Turn speech into text instantly — wherever you work, no cloud, no subscription.
You type notes, emails, docs for hours. Your voice is 3x faster.
Cloud transcription costs $10–20/month and sends your data elsewhere. Built-in dictation is slow, unreliable, and doesn't paste where you need it.
VTT sits in your Mac menu bar. Press Option+Space, speak, text appears where your cursor is.
Runs locally on Apple Silicon (offline) or on your own server via Tailscale. No subscription. 99 languages, auto-detected. Works in any app.
- Before: 5 min typing a 2-min voice note, or $20/mo for cloud ASR, or 3.5 GB RAM for local models
- After: 2 min voice → instant text.
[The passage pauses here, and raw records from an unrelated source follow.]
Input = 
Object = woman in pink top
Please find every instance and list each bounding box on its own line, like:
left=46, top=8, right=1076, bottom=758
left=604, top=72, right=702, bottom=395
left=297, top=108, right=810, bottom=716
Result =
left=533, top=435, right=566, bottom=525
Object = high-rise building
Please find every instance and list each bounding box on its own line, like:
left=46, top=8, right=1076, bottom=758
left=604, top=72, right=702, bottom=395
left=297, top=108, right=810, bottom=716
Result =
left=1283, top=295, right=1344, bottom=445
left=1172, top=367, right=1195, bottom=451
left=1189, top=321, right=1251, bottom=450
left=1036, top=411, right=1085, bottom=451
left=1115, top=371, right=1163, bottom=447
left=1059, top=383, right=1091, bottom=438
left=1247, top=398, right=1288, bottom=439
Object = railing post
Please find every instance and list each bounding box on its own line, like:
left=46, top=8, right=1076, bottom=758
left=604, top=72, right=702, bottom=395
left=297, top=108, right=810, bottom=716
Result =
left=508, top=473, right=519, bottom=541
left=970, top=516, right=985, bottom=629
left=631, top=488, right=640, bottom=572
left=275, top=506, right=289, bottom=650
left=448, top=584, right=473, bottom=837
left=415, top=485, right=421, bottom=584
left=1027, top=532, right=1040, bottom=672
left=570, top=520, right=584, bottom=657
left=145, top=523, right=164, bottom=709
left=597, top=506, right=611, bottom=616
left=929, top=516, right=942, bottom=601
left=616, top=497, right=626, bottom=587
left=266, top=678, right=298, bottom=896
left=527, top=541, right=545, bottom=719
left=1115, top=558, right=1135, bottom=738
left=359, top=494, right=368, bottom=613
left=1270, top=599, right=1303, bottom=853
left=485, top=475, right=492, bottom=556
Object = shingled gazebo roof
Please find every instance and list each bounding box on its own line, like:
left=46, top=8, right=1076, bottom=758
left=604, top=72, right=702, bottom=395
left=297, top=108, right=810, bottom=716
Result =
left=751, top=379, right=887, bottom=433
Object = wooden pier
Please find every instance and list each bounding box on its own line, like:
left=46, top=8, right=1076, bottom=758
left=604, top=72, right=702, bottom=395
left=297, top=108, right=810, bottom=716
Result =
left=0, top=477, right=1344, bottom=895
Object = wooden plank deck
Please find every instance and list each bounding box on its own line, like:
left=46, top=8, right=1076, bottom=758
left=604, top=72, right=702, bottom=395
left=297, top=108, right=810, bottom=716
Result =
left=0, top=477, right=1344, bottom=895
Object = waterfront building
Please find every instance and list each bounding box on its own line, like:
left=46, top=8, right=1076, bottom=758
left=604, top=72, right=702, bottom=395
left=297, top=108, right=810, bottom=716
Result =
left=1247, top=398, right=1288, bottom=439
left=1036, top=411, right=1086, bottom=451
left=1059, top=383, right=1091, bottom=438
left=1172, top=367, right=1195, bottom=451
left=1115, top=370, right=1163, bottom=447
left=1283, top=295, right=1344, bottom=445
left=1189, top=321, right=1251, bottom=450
Local mode: ~42x real-time. Remote mode: ~120 MB RAM on Mac (model on your server)
- Mac with Apple Silicon (M1, M2, M3, M4 — any variant)
- macOS 13+ (Ventura or later)
- 8 GB RAM minimum (see model selection below)
- uv package manager
# Install uv if you don't have it
curl -LsSf https://astral.sh/uv/install.sh | sh
# Clone and set up
git clone https://github.com/FUYOH666/VoiceToText.git
cd VoiceToText
uv syncWith local mlx_whisper, the model downloads on first use (~6 GB for large-v3); after that, transcription works offline. With remote_asr (default in this repo’s config.yaml), the Mac does not load MLX; transcription needs your ASR server reachable (e.g. via Tailscale).
uv run python src/vtt2/main.pyA microphone icon appears in your menu bar. Press Option+Space to record.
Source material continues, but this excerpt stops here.